China / Society

Dogs 'first domesticated in China'

By CHENG YINGQI (China Daily) Updated: 2016-04-27 02:27

Dogs 'first domesticated in China'

Chinese scientists are disputing research that concludes that domesticated dogs evolved 15,000 years ago in Central Asia.

They are arguing that genetic evidence indicates they most likely were first tamed much earlier in southern China.

A research team led by Zhang Yaping from Kunming Institute of Zoology in Yunnan province has questioned the results of previous research, described as the "largest-ever survey of worldwide canine genetic diversity", after reanalyzing the data.

The team's conclusion was published this month as a letter by the Proceedings of the National Academy of Sciences, a top US-based research journal, and previously by Cell Research, a Chinese Academy of Sciences' publication.

Wang Guodong, an associate professor from the academy's Zoology Institute, said, "For the first time, our study unravels an extraordinary journey that the domestic dog has traveled on Earth."

The Chinese research disagrees with conclusions reached in October by a team of scientists led by Adam Boyko of Cornell University in the United States.

The Cornell research, which analyzed more than 185,800 genetic markers for 4,600 purebred dogs from 165 breeds, along with more than 540 village dogs from 38 countries, concluded that the earliest dogs appeared in Central Asia 15,000 years ago.

Wang said: "First, the definition of Central Asia in the previous research is wrong, because they assigned Mongolia and Nepal to Central Asia.
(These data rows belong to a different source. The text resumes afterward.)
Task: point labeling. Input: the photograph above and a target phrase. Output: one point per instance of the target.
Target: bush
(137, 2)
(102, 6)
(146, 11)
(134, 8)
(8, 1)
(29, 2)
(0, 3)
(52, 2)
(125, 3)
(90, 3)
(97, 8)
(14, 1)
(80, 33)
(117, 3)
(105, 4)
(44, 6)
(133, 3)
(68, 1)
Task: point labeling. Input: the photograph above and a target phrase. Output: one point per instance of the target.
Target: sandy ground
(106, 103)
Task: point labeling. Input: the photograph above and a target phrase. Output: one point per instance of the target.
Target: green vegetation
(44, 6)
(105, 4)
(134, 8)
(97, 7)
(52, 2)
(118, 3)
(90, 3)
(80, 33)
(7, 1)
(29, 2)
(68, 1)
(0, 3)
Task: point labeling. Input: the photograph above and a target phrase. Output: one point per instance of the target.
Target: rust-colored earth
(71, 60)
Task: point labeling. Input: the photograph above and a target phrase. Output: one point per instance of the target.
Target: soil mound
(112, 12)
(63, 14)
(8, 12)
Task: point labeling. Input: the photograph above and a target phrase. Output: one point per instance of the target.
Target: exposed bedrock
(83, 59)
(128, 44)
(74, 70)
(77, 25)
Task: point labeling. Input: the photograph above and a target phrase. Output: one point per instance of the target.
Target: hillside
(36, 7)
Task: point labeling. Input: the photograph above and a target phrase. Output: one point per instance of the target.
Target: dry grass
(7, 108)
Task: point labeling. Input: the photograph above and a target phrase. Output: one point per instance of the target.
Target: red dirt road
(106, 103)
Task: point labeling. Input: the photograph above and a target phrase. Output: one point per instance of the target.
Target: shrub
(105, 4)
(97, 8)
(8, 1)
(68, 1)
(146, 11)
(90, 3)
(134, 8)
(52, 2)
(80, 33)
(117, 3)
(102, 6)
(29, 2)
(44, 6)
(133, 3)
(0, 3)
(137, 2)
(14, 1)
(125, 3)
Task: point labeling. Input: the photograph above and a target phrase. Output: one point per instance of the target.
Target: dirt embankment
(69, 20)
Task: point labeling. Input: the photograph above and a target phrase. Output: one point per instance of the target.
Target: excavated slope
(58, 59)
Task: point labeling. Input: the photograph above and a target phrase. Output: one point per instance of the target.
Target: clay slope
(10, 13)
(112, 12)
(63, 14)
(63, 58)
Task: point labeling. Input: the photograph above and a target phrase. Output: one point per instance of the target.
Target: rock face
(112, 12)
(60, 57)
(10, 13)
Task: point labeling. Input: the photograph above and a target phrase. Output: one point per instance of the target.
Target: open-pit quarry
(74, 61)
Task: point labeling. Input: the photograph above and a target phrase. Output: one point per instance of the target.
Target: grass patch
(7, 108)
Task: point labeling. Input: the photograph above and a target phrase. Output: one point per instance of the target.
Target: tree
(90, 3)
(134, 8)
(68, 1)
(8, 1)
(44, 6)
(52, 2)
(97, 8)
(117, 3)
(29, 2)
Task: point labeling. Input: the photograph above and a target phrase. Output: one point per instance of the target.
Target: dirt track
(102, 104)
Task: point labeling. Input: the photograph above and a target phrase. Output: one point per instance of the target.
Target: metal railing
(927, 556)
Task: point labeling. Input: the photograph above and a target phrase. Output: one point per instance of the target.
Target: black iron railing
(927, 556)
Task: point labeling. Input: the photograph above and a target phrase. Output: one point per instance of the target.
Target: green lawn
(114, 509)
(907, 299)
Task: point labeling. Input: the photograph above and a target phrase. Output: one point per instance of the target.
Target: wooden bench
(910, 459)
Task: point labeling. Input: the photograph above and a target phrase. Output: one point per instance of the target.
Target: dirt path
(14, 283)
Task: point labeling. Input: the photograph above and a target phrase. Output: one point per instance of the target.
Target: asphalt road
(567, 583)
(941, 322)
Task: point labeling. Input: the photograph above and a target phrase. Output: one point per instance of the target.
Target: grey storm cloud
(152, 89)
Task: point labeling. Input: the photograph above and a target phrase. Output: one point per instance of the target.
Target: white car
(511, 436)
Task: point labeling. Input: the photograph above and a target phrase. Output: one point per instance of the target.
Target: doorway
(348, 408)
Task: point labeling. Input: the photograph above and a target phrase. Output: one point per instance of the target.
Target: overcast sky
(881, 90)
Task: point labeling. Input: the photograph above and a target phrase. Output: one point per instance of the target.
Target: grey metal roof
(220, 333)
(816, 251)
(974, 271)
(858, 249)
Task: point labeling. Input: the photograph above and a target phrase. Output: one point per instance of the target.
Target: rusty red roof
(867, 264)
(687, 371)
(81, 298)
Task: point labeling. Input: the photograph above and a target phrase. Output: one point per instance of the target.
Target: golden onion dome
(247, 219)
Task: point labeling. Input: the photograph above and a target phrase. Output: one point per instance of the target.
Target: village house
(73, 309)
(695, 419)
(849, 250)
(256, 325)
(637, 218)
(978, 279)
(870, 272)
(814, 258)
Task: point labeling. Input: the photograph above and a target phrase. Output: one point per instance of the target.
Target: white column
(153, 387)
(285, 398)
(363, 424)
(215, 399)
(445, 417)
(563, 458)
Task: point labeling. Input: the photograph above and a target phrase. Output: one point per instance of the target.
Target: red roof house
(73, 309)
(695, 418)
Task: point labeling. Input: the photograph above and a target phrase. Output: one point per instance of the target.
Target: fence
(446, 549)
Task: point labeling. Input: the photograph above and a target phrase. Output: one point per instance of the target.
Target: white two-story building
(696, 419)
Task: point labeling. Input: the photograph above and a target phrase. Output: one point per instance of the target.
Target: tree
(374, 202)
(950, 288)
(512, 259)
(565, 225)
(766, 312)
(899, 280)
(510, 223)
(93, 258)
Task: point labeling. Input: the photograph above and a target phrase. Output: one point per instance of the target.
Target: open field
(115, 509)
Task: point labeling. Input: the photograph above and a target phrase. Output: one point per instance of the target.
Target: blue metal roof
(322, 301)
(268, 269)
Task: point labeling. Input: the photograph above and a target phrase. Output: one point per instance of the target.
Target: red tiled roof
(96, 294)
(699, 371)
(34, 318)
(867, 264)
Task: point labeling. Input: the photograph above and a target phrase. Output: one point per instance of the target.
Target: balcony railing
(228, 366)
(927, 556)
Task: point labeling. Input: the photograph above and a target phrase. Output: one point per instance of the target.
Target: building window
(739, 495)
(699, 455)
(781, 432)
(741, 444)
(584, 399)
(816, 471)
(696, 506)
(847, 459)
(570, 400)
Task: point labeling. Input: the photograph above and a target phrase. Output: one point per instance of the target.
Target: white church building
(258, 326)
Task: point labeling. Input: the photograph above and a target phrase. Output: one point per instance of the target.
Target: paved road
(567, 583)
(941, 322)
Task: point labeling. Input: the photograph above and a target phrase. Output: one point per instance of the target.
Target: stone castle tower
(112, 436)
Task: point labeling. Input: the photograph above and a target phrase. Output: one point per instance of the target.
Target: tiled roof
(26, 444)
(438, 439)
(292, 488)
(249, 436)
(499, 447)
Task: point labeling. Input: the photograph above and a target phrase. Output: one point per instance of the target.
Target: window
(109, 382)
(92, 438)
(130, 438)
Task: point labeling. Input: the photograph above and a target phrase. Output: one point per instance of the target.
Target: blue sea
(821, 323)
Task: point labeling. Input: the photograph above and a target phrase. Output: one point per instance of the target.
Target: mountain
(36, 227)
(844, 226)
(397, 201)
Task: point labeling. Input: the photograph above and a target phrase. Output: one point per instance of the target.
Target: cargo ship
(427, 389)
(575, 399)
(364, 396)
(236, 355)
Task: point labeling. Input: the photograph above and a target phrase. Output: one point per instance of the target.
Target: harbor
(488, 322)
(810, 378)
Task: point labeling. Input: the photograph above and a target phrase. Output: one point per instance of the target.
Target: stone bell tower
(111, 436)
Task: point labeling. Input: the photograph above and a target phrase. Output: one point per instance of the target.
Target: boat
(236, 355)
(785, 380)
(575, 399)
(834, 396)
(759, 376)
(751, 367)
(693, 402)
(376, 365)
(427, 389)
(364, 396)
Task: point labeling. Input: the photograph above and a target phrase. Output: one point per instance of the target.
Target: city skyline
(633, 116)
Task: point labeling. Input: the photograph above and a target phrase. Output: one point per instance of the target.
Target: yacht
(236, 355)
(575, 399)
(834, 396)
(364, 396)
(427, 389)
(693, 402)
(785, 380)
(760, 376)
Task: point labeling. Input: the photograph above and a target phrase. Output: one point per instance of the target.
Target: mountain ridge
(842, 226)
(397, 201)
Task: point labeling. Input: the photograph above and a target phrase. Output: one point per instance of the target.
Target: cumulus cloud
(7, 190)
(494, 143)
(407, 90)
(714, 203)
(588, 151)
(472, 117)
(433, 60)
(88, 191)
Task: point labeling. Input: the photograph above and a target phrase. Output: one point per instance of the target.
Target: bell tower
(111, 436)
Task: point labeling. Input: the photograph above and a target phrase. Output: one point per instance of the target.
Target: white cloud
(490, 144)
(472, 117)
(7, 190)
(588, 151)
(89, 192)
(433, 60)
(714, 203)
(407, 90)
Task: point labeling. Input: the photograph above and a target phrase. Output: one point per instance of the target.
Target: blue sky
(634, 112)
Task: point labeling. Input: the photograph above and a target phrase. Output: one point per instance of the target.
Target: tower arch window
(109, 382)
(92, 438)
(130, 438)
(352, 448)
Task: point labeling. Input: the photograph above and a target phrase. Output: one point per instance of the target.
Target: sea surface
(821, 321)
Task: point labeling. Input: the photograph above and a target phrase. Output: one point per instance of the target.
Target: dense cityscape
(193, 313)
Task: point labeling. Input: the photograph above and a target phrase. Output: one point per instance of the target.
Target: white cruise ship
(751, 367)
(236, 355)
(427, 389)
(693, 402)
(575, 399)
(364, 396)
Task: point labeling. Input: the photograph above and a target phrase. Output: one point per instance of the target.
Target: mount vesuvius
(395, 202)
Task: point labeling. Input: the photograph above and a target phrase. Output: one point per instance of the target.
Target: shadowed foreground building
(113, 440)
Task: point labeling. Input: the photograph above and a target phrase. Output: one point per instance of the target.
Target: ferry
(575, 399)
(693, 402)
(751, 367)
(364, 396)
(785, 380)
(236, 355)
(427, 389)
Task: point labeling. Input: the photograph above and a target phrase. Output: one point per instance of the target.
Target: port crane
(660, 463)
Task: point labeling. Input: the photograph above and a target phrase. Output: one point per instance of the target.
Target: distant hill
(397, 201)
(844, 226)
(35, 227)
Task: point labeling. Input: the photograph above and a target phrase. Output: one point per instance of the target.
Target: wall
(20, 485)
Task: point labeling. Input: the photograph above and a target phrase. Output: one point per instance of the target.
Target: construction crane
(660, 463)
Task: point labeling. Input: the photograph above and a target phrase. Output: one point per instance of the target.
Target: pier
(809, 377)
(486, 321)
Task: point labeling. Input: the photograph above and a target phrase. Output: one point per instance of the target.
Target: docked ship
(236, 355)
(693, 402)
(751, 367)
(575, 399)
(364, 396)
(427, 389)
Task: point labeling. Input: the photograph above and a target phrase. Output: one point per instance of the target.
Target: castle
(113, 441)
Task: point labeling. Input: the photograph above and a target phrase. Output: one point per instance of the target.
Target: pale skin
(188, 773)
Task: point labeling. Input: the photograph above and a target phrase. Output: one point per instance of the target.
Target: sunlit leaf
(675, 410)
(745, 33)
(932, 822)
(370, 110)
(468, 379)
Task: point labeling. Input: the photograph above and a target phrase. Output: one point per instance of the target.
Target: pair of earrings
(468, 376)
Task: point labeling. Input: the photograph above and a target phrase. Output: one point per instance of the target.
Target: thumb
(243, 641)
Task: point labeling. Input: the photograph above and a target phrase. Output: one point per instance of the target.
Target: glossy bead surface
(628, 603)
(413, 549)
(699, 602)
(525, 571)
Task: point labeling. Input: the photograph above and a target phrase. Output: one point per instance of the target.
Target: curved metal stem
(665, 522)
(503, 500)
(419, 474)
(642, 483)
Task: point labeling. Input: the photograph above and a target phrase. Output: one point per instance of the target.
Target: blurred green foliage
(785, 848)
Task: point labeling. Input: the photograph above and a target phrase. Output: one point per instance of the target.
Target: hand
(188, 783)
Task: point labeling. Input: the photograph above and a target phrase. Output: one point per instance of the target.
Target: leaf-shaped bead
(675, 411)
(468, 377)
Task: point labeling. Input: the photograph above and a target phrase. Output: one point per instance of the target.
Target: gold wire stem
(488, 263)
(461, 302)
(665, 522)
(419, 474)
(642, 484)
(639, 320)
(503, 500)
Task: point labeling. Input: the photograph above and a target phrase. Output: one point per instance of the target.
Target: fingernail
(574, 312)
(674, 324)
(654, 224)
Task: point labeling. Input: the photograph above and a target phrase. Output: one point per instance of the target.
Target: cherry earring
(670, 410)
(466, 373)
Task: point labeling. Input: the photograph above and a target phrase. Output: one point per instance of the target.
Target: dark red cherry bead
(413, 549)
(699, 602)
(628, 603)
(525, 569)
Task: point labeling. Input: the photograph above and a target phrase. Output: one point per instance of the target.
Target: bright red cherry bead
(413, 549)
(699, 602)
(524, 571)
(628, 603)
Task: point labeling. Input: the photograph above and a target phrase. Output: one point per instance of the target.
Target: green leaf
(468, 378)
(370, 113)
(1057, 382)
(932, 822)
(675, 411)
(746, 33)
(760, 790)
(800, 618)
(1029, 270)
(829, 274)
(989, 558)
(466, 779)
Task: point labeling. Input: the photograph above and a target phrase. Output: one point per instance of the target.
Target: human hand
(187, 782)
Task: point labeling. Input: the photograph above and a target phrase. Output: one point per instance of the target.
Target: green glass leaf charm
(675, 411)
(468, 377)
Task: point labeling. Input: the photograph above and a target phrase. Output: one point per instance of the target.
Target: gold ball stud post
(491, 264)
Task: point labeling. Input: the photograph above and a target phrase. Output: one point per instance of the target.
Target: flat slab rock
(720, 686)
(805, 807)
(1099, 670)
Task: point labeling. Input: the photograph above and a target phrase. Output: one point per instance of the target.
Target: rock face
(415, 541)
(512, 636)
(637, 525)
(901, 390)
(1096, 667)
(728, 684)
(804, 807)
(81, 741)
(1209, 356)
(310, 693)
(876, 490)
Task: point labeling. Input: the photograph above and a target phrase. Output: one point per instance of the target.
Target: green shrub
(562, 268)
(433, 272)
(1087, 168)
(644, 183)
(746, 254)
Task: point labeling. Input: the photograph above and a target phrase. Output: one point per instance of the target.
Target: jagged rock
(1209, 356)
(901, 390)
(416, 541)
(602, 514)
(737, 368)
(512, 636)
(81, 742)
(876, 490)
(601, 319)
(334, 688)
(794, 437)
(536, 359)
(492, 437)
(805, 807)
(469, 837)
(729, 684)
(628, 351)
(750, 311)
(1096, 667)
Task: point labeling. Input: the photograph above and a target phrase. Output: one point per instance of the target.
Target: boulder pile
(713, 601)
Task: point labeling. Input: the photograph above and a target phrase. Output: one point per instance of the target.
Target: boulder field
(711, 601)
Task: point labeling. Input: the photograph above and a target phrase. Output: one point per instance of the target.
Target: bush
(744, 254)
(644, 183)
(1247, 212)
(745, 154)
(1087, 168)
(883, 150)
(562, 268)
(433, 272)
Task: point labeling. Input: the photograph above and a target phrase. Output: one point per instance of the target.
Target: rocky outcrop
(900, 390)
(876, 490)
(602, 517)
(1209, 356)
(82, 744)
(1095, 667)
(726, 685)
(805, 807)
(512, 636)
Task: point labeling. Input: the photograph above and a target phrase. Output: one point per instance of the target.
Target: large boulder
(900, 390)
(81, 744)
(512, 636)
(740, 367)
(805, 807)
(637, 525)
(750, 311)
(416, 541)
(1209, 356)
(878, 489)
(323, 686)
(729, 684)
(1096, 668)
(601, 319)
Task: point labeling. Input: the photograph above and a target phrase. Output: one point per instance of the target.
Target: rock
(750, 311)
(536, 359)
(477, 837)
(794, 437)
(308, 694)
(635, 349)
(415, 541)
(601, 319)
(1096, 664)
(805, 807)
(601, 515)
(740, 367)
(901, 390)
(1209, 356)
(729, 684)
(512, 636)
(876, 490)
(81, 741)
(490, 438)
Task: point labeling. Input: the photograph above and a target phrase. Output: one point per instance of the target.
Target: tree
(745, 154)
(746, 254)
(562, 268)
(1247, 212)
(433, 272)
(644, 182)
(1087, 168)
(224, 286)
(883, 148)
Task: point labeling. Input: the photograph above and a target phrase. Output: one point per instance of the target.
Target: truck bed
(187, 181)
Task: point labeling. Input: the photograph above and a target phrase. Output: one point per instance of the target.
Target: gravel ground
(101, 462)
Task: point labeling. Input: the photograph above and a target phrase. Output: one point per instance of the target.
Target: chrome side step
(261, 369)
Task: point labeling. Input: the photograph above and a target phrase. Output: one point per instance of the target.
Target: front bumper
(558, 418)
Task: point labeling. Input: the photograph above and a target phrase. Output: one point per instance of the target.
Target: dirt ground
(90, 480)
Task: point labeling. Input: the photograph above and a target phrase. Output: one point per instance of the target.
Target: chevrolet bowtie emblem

Second, despite its large scale, the research did not include data on dog populations from southern China, which has always been believed to be an important place of origin for domesticated dogs."

Wang also sequenced the genome of indigenous dogs living in the Chinese countryside and compared the data with that of the Cornell research, finding that Chinese dogs existed much earlier.

The team also sequenced 12 gray wolves — the modern dog's ancestor — 27 primitive dogs from Asia and Africa and 19 diverse breeds from across the world.

The scientists said Chinese dogs have significantly more genetic diversity than other populations, and are genetically the closest to gray wolves, indicating that dogs were domesticated in southern East Asia about 33,000 years ago.

Peng Minsheng, an associate professor at the institute who specializes in human and animal genetics, said the origin of dogs, the first domesticated animals, is a significant indicator in anthropological studies.

"Since dogs and humans became friends, dogs have migrated with humans either as watchdogs in agricultural civilizations or as herding dogs for nomads. So the migration path of dogs could reflect that of ancient humans and provide us with evidence for tribes that did not have written records," Peng said.